Шрифт:
Интервал:
Закладка:
Дойдя до Антиохии, он далее двигался тем же путем, что и шел в Иерусалим в прошлом году. Ничто не тревожило его; каждое утро, просыпаясь на каком-нибудь диком ночлеге, он пел от радости своего существования в мире и шел дальше, но на полпути от Икония до Никеи на него напали разбойники-турки.
Монаха схватили, вырвали из рук весь его нехитрый скарб, а главное — разбили неугасимую лампаду. Не нарочно, а по какому-то невероятному случаю. Один из негодяев взял лампаду в руки, с удивлением разглядывая ее и не понимая, дикарь, почему этот путник тащит с собою зажженный светильник. И когда он рассматривал горящее кадило, оно вдруг само выскользнуло из его поганых рук, взвилось и — а-а-ах об камни! Пламя, белое в середине и лиловое по краям, вспыхнуло в рост человека так, что разбойники отпрянули в испуге и попадали наземь.
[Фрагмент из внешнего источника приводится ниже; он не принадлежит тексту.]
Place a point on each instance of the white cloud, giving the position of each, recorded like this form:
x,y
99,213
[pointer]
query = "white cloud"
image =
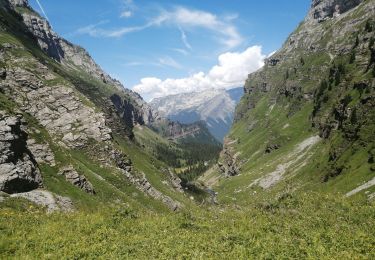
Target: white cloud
x,y
231,71
126,14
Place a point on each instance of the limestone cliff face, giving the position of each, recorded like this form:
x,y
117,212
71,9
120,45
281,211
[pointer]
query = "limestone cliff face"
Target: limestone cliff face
x,y
18,169
77,58
319,86
325,9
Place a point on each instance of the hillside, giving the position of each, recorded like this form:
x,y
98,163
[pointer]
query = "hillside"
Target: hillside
x,y
67,138
89,170
307,119
214,106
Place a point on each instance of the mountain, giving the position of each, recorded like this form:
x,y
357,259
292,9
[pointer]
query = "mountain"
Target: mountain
x,y
88,170
307,119
70,134
214,106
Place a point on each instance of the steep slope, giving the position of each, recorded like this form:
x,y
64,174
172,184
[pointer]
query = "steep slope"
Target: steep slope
x,y
307,119
214,106
66,127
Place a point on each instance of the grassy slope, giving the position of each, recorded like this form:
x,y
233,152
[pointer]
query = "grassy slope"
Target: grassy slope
x,y
275,124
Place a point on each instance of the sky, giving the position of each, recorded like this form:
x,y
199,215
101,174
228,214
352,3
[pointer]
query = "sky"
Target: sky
x,y
162,47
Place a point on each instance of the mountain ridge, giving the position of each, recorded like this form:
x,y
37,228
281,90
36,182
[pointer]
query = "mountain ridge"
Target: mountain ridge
x,y
213,106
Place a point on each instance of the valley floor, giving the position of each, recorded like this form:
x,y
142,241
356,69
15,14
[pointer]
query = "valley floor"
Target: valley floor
x,y
297,227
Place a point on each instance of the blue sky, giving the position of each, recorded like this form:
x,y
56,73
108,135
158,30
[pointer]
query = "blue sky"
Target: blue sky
x,y
167,47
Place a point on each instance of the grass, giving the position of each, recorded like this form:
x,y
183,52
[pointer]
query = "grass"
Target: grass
x,y
303,226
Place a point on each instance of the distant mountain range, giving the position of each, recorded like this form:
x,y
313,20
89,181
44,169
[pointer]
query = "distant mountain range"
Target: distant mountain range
x,y
213,106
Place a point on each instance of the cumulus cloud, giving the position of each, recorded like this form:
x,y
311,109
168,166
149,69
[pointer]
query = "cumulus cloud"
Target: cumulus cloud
x,y
231,71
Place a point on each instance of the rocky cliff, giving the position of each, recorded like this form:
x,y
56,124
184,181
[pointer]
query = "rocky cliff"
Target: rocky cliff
x,y
213,106
63,132
76,58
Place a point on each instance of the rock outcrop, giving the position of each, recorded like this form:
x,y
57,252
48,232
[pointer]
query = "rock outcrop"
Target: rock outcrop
x,y
57,108
50,201
75,57
76,179
325,9
18,169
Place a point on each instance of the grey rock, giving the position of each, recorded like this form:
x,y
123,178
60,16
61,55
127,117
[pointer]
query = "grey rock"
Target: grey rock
x,y
41,152
50,201
325,9
18,168
74,178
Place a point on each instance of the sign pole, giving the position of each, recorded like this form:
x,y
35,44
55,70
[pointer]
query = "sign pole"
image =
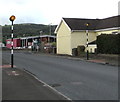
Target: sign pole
x,y
12,18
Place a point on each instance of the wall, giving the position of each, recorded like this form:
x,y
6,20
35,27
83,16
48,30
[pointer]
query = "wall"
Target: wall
x,y
63,40
80,38
106,32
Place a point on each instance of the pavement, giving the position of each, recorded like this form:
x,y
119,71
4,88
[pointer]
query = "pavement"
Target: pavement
x,y
20,85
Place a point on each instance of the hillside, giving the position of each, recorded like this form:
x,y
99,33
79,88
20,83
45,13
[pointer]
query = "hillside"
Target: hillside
x,y
21,30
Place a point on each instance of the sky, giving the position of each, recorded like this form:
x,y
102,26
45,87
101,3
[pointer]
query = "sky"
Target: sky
x,y
52,11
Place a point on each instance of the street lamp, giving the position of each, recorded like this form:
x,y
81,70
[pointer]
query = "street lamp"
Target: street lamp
x,y
12,18
87,24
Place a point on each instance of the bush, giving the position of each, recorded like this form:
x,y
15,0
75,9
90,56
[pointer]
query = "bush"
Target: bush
x,y
108,44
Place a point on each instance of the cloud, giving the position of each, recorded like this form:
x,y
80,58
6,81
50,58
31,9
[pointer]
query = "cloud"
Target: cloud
x,y
51,11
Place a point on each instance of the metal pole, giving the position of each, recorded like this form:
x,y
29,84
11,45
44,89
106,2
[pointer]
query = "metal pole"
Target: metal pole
x,y
12,46
87,45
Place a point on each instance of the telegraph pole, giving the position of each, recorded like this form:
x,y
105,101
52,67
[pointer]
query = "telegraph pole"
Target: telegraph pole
x,y
87,24
12,18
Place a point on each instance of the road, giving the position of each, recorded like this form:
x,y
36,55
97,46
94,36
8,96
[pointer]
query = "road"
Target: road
x,y
76,79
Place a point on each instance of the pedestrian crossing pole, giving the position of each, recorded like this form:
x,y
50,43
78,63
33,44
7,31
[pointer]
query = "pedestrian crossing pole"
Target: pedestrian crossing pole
x,y
87,24
12,18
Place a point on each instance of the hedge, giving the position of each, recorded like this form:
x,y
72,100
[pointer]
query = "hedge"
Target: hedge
x,y
108,44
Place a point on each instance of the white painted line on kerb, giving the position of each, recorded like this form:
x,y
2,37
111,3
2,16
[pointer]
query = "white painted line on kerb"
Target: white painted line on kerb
x,y
45,84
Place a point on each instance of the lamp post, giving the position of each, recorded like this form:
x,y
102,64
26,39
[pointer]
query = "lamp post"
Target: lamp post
x,y
87,24
12,18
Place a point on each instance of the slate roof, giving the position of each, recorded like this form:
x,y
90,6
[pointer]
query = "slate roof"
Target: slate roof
x,y
95,24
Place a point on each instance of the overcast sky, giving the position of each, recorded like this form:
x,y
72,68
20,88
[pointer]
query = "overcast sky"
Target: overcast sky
x,y
51,11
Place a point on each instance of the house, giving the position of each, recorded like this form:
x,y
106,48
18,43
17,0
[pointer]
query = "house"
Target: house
x,y
71,32
25,42
16,43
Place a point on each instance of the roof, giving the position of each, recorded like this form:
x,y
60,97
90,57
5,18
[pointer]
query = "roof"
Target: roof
x,y
94,24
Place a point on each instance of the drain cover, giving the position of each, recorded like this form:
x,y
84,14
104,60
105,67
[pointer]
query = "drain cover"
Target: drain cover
x,y
55,85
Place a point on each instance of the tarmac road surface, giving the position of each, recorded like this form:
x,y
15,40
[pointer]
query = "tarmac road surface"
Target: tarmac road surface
x,y
76,79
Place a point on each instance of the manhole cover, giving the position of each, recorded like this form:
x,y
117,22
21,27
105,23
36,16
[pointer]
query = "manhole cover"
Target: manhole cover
x,y
77,83
55,85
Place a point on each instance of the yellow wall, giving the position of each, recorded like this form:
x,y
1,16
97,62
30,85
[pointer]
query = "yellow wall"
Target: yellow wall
x,y
67,40
80,38
63,40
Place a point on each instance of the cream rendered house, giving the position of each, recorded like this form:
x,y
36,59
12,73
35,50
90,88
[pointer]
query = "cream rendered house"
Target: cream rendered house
x,y
71,32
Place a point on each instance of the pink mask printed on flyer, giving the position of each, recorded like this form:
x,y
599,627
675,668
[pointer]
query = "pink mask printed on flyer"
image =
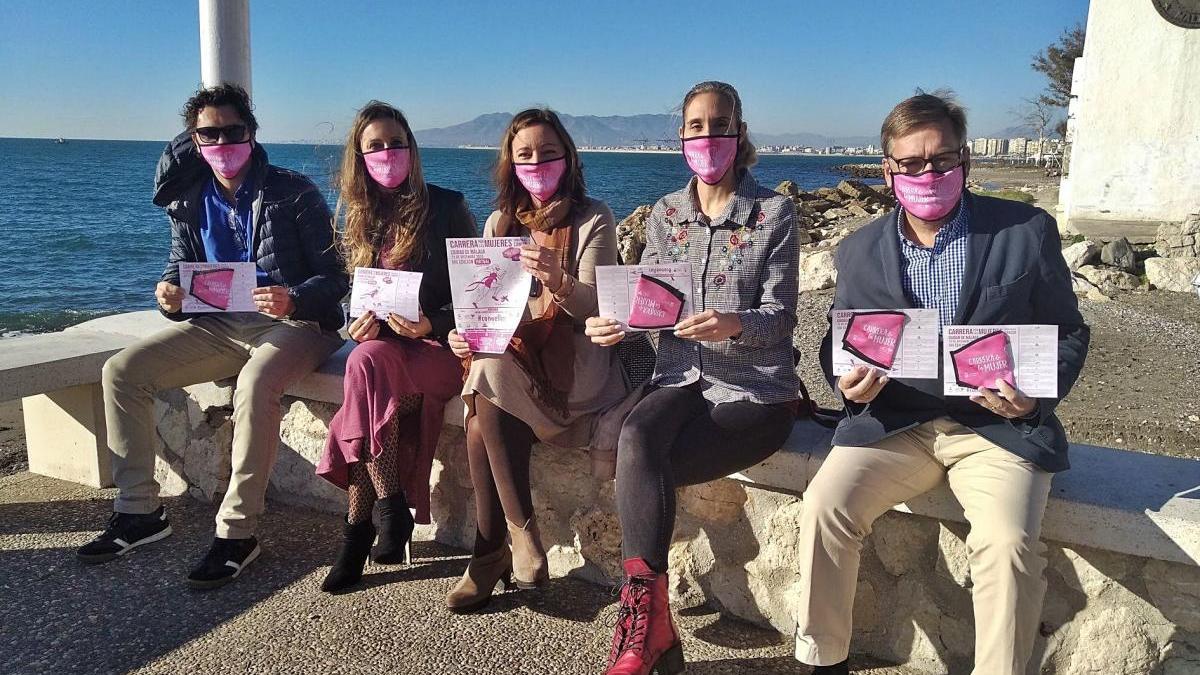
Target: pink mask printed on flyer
x,y
983,360
227,159
930,195
875,336
655,304
389,166
541,179
711,156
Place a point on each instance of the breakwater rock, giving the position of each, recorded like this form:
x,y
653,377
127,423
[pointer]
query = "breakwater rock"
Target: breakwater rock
x,y
859,171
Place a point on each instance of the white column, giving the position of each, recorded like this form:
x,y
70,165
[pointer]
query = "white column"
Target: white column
x,y
225,42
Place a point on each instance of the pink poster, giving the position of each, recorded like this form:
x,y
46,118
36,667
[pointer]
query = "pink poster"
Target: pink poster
x,y
491,290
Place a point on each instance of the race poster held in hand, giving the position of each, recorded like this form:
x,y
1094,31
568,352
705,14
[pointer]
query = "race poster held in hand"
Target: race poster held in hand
x,y
491,290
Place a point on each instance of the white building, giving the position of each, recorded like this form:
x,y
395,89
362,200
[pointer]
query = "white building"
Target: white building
x,y
1134,120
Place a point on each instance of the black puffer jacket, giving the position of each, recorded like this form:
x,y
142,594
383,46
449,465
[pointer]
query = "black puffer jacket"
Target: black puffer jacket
x,y
293,230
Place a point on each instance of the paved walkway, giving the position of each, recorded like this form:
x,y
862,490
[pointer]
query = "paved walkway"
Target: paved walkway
x,y
137,615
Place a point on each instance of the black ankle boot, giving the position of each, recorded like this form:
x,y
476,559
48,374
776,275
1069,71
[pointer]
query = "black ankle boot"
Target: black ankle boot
x,y
347,569
395,531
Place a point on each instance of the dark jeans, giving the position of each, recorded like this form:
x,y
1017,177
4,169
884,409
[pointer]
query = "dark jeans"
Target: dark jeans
x,y
673,438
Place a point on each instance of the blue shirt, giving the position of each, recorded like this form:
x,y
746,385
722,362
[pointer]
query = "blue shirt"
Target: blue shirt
x,y
227,230
933,276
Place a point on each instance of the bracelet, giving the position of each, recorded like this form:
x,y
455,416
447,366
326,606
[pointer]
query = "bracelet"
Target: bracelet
x,y
564,288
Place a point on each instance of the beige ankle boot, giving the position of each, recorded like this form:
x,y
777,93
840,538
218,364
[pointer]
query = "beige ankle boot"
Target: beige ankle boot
x,y
529,566
474,590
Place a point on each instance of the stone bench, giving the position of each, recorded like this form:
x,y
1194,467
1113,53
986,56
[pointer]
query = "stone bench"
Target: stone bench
x,y
1122,529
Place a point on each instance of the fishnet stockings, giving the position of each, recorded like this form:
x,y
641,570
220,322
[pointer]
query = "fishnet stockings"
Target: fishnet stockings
x,y
379,477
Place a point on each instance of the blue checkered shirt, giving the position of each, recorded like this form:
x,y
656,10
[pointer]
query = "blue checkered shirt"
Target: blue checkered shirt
x,y
933,276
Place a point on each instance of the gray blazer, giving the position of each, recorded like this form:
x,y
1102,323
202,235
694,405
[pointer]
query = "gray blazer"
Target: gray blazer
x,y
1014,274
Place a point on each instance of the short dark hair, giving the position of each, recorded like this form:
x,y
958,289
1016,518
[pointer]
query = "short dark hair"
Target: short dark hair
x,y
924,109
220,95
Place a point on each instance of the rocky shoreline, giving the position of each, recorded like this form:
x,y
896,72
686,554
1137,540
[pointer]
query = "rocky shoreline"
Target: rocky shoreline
x,y
859,171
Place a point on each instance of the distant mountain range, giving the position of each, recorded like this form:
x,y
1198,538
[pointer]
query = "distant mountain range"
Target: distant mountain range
x,y
612,130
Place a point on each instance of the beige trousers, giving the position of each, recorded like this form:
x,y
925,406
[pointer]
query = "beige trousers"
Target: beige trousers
x,y
1003,499
267,356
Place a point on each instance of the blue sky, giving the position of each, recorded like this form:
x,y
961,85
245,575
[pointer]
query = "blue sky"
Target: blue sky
x,y
123,69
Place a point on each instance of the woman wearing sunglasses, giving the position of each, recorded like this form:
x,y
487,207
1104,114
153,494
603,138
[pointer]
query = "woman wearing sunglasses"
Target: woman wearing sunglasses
x,y
401,375
724,392
552,381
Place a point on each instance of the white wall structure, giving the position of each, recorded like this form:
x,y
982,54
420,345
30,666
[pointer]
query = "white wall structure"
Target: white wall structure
x,y
225,42
1135,118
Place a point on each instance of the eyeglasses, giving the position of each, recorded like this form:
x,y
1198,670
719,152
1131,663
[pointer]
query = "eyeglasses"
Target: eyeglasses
x,y
383,147
232,133
941,163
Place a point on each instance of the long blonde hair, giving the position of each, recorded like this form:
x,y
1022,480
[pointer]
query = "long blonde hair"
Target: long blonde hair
x,y
747,154
370,215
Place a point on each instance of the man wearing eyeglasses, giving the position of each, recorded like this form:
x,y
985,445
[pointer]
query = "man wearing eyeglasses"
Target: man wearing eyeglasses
x,y
226,203
977,261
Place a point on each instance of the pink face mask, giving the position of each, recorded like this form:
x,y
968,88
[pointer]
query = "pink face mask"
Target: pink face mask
x,y
982,362
211,287
711,156
930,195
390,166
657,304
541,179
227,159
875,336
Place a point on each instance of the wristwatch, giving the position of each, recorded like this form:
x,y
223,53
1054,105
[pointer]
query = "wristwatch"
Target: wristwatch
x,y
564,288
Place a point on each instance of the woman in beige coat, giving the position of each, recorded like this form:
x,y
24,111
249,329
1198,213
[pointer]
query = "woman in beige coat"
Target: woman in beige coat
x,y
552,382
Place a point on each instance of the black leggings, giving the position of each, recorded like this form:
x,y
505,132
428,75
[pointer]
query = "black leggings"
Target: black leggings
x,y
673,438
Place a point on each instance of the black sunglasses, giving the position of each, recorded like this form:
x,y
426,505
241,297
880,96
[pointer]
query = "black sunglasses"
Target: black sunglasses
x,y
232,133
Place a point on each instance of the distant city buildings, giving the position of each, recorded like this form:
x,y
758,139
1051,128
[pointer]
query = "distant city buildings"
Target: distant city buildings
x,y
870,150
1025,149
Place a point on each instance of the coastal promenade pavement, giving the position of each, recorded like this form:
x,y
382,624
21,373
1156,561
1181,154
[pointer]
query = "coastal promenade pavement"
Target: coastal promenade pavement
x,y
137,615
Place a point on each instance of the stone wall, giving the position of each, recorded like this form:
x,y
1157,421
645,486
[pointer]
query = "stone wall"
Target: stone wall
x,y
736,548
1131,161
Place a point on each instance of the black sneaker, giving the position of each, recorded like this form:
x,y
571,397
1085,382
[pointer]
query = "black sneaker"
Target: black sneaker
x,y
223,562
125,532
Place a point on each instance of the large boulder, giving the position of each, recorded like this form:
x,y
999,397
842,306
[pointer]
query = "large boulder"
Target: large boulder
x,y
631,236
1080,254
857,190
1120,254
1085,288
817,270
1173,274
1109,280
1180,239
789,189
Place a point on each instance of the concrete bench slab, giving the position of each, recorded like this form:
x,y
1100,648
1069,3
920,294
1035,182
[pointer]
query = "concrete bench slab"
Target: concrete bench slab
x,y
1115,500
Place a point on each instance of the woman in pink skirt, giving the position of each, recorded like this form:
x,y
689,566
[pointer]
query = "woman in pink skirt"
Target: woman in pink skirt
x,y
401,375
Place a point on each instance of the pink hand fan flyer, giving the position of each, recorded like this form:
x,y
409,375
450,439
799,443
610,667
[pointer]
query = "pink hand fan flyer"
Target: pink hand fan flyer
x,y
1026,357
900,342
491,290
217,287
645,297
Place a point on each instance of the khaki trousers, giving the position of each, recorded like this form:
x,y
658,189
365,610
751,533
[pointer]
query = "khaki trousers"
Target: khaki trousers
x,y
1003,499
267,356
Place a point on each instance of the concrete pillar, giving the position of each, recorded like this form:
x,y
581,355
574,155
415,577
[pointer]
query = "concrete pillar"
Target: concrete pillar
x,y
225,42
66,436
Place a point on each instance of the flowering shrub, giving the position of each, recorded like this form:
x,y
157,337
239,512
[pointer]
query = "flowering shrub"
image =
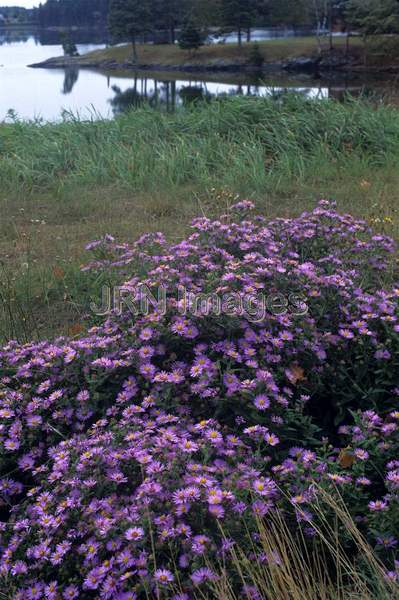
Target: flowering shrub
x,y
134,458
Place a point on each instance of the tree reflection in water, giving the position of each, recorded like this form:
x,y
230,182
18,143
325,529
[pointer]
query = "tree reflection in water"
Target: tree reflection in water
x,y
70,78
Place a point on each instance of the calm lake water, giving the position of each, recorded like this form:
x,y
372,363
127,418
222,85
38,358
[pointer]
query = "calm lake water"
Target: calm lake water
x,y
46,93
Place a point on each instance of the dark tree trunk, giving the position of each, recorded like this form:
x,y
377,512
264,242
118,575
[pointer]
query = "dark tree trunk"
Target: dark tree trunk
x,y
239,36
134,47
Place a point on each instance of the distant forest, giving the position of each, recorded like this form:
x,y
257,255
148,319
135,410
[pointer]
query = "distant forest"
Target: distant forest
x,y
129,18
67,13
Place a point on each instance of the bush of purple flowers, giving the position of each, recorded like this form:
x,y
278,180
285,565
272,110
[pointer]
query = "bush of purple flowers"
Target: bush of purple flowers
x,y
134,458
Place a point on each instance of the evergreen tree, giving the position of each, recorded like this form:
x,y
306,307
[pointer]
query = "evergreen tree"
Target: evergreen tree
x,y
171,14
68,45
239,15
373,17
128,19
190,37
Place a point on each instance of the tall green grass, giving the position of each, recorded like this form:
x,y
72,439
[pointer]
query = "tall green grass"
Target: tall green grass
x,y
64,184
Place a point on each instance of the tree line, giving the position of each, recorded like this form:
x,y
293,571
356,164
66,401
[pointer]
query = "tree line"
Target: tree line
x,y
130,19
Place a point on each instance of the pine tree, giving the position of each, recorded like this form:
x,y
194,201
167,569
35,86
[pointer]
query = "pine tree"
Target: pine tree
x,y
128,19
373,17
190,37
171,14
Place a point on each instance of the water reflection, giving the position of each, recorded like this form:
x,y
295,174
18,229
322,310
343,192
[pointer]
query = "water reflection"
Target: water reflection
x,y
91,93
169,94
71,77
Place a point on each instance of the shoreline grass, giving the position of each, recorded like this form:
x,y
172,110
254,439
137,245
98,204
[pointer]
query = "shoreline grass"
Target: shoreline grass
x,y
68,183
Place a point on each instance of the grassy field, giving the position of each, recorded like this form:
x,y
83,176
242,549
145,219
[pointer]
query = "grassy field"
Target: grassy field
x,y
379,51
66,184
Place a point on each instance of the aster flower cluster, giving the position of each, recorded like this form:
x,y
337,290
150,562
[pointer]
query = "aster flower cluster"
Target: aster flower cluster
x,y
134,457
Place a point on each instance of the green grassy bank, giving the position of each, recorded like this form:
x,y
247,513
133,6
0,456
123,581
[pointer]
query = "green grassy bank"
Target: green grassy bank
x,y
68,183
379,52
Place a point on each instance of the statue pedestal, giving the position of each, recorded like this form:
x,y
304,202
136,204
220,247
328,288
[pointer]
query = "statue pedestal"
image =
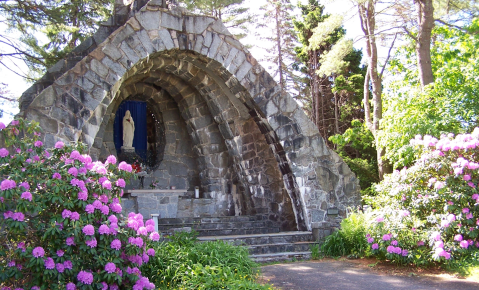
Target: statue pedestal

Только монах Алексий, замерев от горя, стоял прямо, как вкопанный в землю столб. Пламя тотчас полностью погасло, а внутри у Алексия все так и горело — горячо и ярко. Турки поднялись, отряхнулись, снова скрутили русского паломника, и началось его рабство.
В первые часы он ничего не чувствовал, кроме опаляющего все его внутренности огня. Отруби ему руку — он бы и бровью не повел. Лишь к вечеру жизнь кое-как стала возвращаться к нему.
На другой день его привели в логово разбойников и присовокупили к обществу таких же несчастных, спрятанных в горной пещере. Потом пленников повели дальше на север. Черствая лепешка и пять глотков воды — вот все, что они получали на день. Изможденные, еле влача ноги, пленники наконец увидели впереди море. Их привели в град Синоп, на невольничий рынок. Отсюда их пути расходились. Теперь все зависело от того, в руки какого хозяина им предстояло попасть — доброго или злого, умного или дурного, богатого или не очень.
Под утро перед выводом на торги монаху Алексию приснился пославший его в паломничество игумен Иадор. Сон был смутный, Иадор стоял где-то в стороне и был весь в горьком дыму. Алексий лишь чувствовал его присутствие и слышал голос:
— Девятый день… Когда лампада разбилась… Сердце мне стиснуло, и я умер… Накануне причастился Святых Тайн… Сегодня — девятый день… Ничего не бойся… О лампаде не печалуйся… Не плачь о Святом Огне… Он уже в тебе самом… И ты донесешь его до Александра… Помяни меня в мой девятый день… Прощай, Алешенька!..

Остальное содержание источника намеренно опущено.